1 problem found
The variables \(t\) and \(x\) are related by \(t=x+ \sqrt{x^2+2bx+c\;} \,\), where \(b\) and \(c\) are constants and \(b^2 < c\). Show that \[ \frac{\d x}{\d t} = \frac{t-x}{t+b}\;, \] and hence integrate \(\displaystyle \frac1 {\sqrt{x^2+2bx+c}}\,\). Verify by direct integration that your result holds also in the case \(b^2=c\) if \(x+b > 0\) but that your result does not hold in the case \(b^2=c\) if \(x+b < 0\,\).

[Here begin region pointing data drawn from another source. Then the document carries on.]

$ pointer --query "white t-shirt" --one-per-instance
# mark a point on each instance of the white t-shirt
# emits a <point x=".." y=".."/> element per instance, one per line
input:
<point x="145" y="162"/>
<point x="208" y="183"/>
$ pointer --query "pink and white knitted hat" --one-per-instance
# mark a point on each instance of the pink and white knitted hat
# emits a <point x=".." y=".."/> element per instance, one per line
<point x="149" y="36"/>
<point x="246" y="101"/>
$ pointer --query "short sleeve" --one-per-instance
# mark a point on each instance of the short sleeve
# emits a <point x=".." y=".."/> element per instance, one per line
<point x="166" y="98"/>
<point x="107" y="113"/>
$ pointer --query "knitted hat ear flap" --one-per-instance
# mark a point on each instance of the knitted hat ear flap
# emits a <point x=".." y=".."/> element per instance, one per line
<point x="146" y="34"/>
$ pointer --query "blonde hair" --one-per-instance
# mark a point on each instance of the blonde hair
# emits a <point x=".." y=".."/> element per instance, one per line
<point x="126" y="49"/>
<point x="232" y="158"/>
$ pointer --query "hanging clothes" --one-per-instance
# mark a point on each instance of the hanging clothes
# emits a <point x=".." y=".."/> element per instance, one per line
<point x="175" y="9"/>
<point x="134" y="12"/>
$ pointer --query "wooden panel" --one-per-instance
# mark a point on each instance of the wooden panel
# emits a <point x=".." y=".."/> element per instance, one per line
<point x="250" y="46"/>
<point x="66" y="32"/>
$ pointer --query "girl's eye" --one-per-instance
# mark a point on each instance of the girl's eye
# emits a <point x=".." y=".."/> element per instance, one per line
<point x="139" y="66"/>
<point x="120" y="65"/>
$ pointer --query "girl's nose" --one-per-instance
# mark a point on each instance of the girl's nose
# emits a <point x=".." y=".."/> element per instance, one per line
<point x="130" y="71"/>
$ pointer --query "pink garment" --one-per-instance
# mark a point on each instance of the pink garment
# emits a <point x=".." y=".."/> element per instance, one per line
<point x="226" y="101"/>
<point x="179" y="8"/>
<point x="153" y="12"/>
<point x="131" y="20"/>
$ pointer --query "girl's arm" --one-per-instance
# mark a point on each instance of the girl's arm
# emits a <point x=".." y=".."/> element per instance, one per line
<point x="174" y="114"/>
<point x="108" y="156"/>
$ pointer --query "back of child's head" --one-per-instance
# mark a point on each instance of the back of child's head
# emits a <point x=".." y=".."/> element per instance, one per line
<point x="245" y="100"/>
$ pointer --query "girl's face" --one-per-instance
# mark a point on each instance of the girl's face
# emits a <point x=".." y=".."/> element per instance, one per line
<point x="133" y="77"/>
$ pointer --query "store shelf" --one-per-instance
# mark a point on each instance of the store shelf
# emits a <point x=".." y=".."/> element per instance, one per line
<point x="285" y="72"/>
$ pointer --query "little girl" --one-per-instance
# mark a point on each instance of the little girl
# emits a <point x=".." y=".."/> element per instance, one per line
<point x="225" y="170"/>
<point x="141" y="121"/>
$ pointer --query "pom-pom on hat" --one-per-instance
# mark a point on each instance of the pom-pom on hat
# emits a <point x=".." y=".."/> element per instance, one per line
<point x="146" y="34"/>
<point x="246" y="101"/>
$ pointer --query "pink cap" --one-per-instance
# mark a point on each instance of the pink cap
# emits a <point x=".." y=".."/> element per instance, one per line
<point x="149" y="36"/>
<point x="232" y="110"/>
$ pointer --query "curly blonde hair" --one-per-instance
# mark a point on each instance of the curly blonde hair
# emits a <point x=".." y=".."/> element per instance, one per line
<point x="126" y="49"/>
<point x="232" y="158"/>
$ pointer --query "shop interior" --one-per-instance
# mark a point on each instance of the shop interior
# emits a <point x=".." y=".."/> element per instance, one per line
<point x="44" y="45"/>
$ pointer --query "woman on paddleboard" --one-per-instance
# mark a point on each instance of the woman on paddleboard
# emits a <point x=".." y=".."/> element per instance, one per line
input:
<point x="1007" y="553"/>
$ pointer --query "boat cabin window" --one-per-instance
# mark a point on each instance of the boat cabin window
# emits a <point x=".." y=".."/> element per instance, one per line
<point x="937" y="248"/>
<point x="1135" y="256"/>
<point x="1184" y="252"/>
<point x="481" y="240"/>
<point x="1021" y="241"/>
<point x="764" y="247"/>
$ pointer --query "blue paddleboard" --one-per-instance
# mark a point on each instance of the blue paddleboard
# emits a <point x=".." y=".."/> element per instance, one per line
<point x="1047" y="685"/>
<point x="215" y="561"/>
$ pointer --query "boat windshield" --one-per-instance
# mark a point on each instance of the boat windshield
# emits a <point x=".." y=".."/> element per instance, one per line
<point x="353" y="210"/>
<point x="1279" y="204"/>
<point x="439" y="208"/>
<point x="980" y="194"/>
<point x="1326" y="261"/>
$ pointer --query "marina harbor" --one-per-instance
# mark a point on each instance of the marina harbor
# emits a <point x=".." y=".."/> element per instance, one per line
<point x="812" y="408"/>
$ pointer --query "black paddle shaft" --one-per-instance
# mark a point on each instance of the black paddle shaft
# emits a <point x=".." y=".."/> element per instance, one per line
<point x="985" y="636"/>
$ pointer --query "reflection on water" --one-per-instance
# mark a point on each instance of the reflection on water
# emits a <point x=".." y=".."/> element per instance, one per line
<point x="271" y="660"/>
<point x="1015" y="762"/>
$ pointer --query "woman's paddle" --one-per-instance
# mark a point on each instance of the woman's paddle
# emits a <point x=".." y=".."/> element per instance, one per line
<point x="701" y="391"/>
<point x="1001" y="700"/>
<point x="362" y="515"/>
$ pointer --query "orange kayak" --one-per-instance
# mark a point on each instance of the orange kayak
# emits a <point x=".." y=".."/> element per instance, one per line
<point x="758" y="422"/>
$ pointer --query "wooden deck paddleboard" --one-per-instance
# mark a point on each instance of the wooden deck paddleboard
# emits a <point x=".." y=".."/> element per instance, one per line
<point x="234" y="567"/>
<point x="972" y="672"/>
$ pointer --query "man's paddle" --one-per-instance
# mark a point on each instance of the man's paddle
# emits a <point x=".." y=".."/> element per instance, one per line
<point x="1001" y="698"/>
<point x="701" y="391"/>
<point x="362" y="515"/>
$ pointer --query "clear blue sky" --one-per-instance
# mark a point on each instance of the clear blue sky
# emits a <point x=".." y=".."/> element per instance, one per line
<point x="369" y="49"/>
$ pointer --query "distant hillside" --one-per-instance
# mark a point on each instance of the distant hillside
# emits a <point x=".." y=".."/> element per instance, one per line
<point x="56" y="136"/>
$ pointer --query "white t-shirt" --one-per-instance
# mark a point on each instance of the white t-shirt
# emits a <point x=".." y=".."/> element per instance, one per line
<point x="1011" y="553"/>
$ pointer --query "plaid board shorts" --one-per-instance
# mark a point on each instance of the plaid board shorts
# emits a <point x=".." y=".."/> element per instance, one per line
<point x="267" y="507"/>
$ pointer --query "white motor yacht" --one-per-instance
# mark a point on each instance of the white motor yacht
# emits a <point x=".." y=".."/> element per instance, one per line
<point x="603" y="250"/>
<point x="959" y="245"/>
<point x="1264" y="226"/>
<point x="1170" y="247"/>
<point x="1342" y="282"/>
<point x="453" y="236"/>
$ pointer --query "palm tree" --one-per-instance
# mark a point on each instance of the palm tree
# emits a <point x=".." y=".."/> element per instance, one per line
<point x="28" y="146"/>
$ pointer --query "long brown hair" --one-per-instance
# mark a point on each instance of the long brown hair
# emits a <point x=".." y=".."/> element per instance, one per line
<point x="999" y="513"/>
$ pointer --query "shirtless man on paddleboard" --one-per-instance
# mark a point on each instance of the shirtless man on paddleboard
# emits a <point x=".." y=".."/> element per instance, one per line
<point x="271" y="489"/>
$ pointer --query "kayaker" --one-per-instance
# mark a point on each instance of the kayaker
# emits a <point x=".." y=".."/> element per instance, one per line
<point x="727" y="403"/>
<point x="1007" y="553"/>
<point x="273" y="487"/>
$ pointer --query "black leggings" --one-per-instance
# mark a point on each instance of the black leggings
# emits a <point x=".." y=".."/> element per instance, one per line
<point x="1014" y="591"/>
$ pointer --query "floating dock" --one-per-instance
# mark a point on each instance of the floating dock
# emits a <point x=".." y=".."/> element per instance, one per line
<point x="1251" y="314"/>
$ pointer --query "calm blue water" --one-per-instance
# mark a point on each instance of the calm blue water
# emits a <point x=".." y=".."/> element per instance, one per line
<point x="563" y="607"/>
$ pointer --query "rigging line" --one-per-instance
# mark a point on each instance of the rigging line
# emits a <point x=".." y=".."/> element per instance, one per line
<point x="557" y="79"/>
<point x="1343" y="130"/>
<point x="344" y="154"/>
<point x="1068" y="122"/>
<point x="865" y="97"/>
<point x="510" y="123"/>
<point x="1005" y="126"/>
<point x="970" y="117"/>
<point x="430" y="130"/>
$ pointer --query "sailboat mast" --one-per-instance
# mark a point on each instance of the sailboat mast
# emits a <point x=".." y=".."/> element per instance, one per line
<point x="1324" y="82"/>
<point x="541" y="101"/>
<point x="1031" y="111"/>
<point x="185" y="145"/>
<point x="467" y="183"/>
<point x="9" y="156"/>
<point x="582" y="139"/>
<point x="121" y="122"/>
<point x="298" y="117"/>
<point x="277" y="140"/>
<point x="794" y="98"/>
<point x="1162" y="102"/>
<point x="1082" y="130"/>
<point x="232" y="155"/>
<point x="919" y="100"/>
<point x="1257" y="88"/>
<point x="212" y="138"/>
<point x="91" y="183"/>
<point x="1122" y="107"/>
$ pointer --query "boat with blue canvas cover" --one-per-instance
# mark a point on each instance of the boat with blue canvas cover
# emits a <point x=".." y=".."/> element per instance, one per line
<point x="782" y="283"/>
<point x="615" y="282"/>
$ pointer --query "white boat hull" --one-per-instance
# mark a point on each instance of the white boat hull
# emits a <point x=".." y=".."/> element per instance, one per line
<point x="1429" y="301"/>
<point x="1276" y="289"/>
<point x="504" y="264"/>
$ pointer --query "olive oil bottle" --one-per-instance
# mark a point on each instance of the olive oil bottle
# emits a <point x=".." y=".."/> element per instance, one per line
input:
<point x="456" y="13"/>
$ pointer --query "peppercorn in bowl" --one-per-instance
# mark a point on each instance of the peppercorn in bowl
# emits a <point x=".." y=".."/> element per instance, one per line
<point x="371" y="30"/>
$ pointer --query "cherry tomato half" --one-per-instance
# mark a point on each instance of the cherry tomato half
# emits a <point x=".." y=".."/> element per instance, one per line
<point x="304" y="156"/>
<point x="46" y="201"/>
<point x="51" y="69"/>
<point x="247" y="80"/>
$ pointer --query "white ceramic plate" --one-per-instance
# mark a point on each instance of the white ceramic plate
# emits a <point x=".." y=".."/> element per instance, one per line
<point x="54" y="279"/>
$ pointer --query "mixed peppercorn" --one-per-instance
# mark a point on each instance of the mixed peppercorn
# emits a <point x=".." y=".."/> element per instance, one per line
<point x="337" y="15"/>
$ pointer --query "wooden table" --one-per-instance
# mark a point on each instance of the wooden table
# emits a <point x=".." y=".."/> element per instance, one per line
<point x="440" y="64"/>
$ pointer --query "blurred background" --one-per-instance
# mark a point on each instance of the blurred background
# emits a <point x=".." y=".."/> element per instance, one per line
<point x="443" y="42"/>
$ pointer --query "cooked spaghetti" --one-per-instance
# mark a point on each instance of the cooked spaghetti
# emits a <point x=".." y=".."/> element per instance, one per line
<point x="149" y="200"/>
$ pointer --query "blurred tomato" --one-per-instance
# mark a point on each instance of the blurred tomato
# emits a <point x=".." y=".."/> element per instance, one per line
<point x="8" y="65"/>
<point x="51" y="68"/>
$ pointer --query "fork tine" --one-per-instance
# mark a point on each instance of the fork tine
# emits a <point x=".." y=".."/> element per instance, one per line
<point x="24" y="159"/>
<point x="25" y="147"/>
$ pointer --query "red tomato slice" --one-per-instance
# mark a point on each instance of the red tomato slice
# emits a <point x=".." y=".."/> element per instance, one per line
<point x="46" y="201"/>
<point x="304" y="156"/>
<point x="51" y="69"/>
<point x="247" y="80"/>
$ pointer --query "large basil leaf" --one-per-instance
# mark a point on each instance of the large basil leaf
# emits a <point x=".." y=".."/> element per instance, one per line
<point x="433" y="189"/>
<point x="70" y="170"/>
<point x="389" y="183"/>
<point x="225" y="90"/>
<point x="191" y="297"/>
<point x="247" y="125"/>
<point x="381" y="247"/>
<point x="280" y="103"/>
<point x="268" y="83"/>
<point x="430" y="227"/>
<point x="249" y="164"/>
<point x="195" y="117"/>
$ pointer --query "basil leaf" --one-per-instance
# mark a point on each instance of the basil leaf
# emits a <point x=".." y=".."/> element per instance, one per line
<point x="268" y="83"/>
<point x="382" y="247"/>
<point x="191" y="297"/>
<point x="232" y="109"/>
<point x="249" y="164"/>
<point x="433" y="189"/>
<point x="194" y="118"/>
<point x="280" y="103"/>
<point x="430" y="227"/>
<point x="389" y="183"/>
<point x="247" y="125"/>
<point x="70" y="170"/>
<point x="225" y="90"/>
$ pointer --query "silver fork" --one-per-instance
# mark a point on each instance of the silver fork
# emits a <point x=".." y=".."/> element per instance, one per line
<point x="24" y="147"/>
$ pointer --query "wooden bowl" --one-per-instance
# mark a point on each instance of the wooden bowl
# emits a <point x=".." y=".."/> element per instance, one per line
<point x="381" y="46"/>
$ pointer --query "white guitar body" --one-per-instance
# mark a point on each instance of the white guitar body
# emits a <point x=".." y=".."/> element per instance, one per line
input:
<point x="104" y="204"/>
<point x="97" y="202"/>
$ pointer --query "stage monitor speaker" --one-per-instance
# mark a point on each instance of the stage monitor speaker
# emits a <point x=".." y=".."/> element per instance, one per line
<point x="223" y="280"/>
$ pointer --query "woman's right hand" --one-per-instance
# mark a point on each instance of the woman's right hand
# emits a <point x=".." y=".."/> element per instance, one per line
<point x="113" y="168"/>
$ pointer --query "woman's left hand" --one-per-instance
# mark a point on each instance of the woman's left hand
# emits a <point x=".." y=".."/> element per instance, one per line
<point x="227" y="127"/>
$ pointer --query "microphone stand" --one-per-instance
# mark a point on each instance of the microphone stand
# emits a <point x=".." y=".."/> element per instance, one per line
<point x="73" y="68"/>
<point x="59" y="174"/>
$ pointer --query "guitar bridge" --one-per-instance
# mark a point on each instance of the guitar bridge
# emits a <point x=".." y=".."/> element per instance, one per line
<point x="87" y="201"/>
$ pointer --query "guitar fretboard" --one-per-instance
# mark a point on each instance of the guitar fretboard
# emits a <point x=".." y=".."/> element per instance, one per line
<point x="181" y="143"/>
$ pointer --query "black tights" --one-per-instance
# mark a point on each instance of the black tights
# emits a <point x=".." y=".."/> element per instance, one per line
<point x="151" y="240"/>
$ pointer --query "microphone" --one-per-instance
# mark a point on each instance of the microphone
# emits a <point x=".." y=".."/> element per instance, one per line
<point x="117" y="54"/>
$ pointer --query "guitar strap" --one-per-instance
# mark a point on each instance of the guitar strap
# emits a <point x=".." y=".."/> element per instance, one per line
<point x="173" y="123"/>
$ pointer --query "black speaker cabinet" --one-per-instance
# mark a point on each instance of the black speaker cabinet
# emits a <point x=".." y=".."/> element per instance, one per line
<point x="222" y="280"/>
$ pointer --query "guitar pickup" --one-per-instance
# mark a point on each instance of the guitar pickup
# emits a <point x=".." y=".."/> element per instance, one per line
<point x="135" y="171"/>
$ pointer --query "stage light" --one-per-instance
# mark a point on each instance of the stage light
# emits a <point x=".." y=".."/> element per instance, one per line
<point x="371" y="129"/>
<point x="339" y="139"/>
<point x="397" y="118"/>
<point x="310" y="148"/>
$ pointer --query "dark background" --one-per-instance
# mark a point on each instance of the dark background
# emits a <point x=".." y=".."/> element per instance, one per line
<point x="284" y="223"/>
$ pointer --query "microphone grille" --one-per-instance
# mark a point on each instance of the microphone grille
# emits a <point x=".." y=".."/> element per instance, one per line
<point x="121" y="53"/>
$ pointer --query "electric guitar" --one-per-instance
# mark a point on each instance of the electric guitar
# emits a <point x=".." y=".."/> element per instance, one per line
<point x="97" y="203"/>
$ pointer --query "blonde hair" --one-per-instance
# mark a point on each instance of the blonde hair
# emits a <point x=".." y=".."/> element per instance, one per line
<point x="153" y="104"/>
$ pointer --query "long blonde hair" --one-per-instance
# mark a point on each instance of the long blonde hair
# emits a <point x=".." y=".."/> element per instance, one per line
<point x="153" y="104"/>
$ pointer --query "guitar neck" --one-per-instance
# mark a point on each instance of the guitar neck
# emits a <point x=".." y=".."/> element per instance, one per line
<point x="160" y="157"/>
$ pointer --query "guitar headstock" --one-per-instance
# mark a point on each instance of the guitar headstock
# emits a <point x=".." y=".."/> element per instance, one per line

Solution: \begin{align*} && t &= x+ \sqrt{x^2+2bx+c} \\ && \frac{\d t}{\d x} &= 1 + \frac{x+b}{\sqrt{x^2+2bx+c}} \\ &&&= \frac{x + \sqrt{x^2+2bx+c} + b}{\sqrt{x^2+2bx+c}} \\ &&&= \frac{t+b}{t-x} \\ \Rightarrow && \frac{\d x}{\d t} &= \frac{t-x}{t+b} \\ \\ && \int \frac{1}{\sqrt{x^2+2bx+c}} \d x &= \int \frac{1}{t-x} \frac{t-x}{t+b} \d t \\ &&&= \int \frac{1}{t+b} \d t \\ &&&= \ln (t + b) +C \\ &&&= \ln \left (x + \sqrt{x^2+2bx+c} + b \right) + C \end{align*} If \(b^2 = c\) then we have \(x^2+2bx+b^2 = (x+b)^2\) so \(\sqrt{x^2+2bx+c^2} = x+b\) (if \(x+b>0\)), so \begin{align*} && \int \frac{1}{\sqrt{x^2+2bx+c}} \d x &= \int \frac{1}{x+b} \d x\\ &&&= \ln (x + b) + C \\ &&&= \ln(x+b) + \ln 2 + C' \\ &&&= \ln (2(x+b)) + C' \\ &&&= \ln \left(x + b + \sqrt{(x+b)^2} \right)+C'\\ &&&= \ln \left(x + b + \sqrt{x^2+2bx+c} \right)+C'\\ \end{align*} If \(x+b < 0\) then the antiderivative is \(\ln 0\). \begin{align*} && \int \frac{1}{\sqrt{x^2+2bx+c}} \d x &= -\int \frac{1}{x+b} \d x\\ &&&= -\ln |x + b| + C \\ \end{align*} which are clearly different.